Tuesday, April 27, 2010

Being A Great Sport Is Much More Than Talent on the Field

As a society, we no longer esteem the "good sport." You know, the guy who plays on the team, cheers on his fellowman and has a passion for the game which might exceed his talent, but certainly brings the team great value. Instead, we've become a society that wants everyone to be a superstar, the lead pitcher, the number one goal maker, or the prima ballerina. It's no longer enough to just be good and love the sport. You need to excel.

A few years ago, I took my son to an baseball complex for batting practice. He needed a little time behind the plate to overcome his fear of the ball. He loved playing baseball, but was not the top hitter or best pitcher on the team. However, he had the mental part of the game down pat as he knew how to read the pitcher, where the play should be, etc. Maybe, that is what makes him a pretty decent umpire.

In talking to another parent waiting for his son, I commented that we needed to leave soon as Mr C had a soccer game to get to that night. He commented that in second grade it was probably time for him to "specialize" in a sport. Not thinking I had heard him right, I asked for explanation. "You know, he needs to pick his sport. Is he going to play soccer or baseball when he grows up?"

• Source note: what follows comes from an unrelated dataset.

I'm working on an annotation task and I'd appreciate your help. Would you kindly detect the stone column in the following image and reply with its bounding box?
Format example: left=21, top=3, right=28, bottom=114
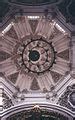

Guess I was thinking that at 8 years old he still had a few good years ahead of him to decide where his interest and talents lay. However, if we were looking for a star athlete, Mr. C was already behind the curve ball (no pun intended). He hadn't played fall baseball that year, but only Spring. He wasn't competing in an indoor league through the winter and he didn't take conditioning classes all year to improve his stance, his glove work, and perfect his swing.

Since that day, Mr C has tried his hand at basketball, golf and continues to play baseball. He dropped soccer years ago due to the conflict with baseball, but more importantly because it involved too much running. Today, C still plays baseball, loves to play golf and is trying his hand at Track and Field. He didn't "specialize" and did not go select in anything. He really like trying it all out to see what works. He's not the best on the team, but he cheers them on to victory. He helps his friends with their putting. He's thrilled to be in the dugout and on the field.

Track and Field has been a whole new adventure. He's not the fastest on the track nor has he mastered clearing the high jump bar with his feet, but he hasn't given up. He's gone to practice every day and given it his best. He stayed with it even when it appeared he wasn't going to qualify for any event at the meet. He's showed determination, commitment, and tenacity in the face of better athletes, faster runners, and better jumpers and he has stuck it out because he wanted to give it his best.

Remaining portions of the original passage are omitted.